Christiane Riboni : L’écart et la règle : analyse des conditions de production du discours dans un cas de pathologie autistique (p. 97)

resume : Nous proposons d’aborder la question de l’exception, sur le registre de l’écart par rapport à la règle, dans le cadre des pathologies du langage, plus précisément en nous appuyant sur l’analyse de productions langagières d’une jeune fille autiste.

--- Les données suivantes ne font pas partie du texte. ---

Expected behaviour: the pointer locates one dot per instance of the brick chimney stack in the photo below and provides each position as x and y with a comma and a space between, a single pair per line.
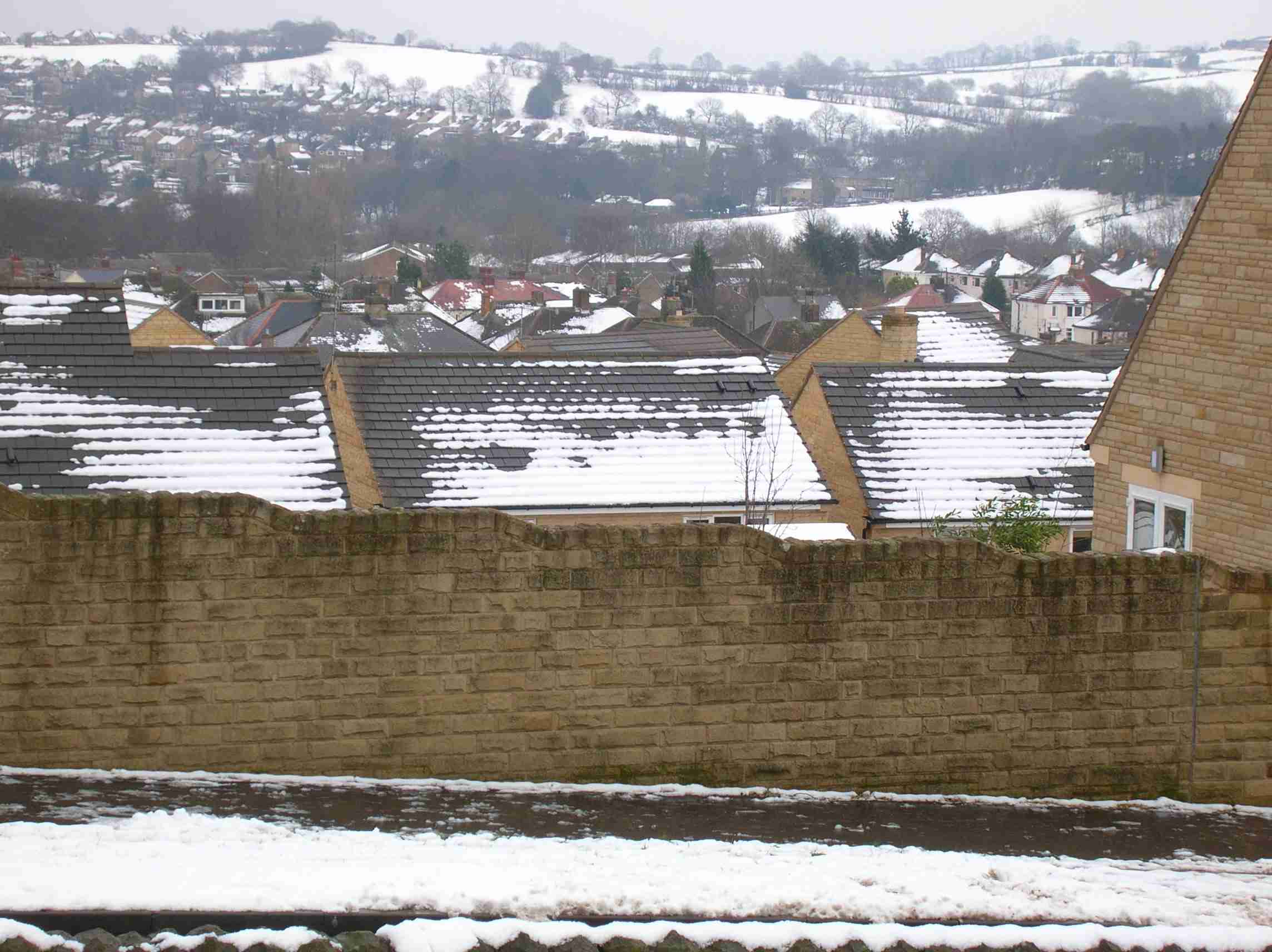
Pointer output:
898, 338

Sur l’emploi des adverbiaux contextuels argumentatifs (Ducrot) : la jeune autiste manifeste une incapacité à gérer des adverbiaux argumentatifs (en l’occurrence même) dans le contexte d’une interaction avec un interlocuteur; en revanche, dans un contexte différent - une rédaction qu’elle écrit dans le cadre de l’école - elle écrit un dialogue dans lequel les interlocuteurs utilisent de façon pertinente ces mêmes adverbes.

Les directions d’analyse proposées sont les suivantes :

Si on admet que l’énonciation se caractérise par "l’accentuation de la relation discursive au partenaire" (Benveniste, 1974, 85), et que cette relation à l’autre est fragile, voire défaillante, dans la pathologie autistique, la déficience dans ce cas serait à interpréter par rapport à la compréhension, au sens de Benveniste.

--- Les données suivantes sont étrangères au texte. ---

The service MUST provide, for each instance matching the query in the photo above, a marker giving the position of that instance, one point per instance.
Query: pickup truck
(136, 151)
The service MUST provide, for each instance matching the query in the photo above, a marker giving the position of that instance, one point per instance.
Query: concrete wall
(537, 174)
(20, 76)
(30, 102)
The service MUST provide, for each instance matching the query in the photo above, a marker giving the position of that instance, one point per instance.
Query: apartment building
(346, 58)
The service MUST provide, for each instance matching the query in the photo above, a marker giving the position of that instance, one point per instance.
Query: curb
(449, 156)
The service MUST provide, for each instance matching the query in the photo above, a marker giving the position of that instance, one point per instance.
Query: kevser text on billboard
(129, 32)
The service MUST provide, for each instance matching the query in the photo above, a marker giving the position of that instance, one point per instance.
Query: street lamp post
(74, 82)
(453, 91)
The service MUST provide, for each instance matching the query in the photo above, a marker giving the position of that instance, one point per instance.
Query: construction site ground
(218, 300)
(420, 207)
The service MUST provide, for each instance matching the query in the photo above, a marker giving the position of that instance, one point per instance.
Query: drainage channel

Autre registre d’analyse, en référence à Banfield (1995), analyse de l’écart entre le traitement de situations différenciées de production langagière : la jeune autiste se révèle capable de produire des éléments d’énonciation, mais dans une situation d’écriture. Plusieurs hypothèses sont à explorer, l’une en lien avec la distinction amorcée par Benveniste entre énonciation écrite et énonciation parlée; l’autre s’appuyant sur la définition de la narration proposée par Banfield.

Abstract : We approach the theme of exception by the way of the gap in relation to the rule, in the field of langauge pathology, precisely autistic pathology.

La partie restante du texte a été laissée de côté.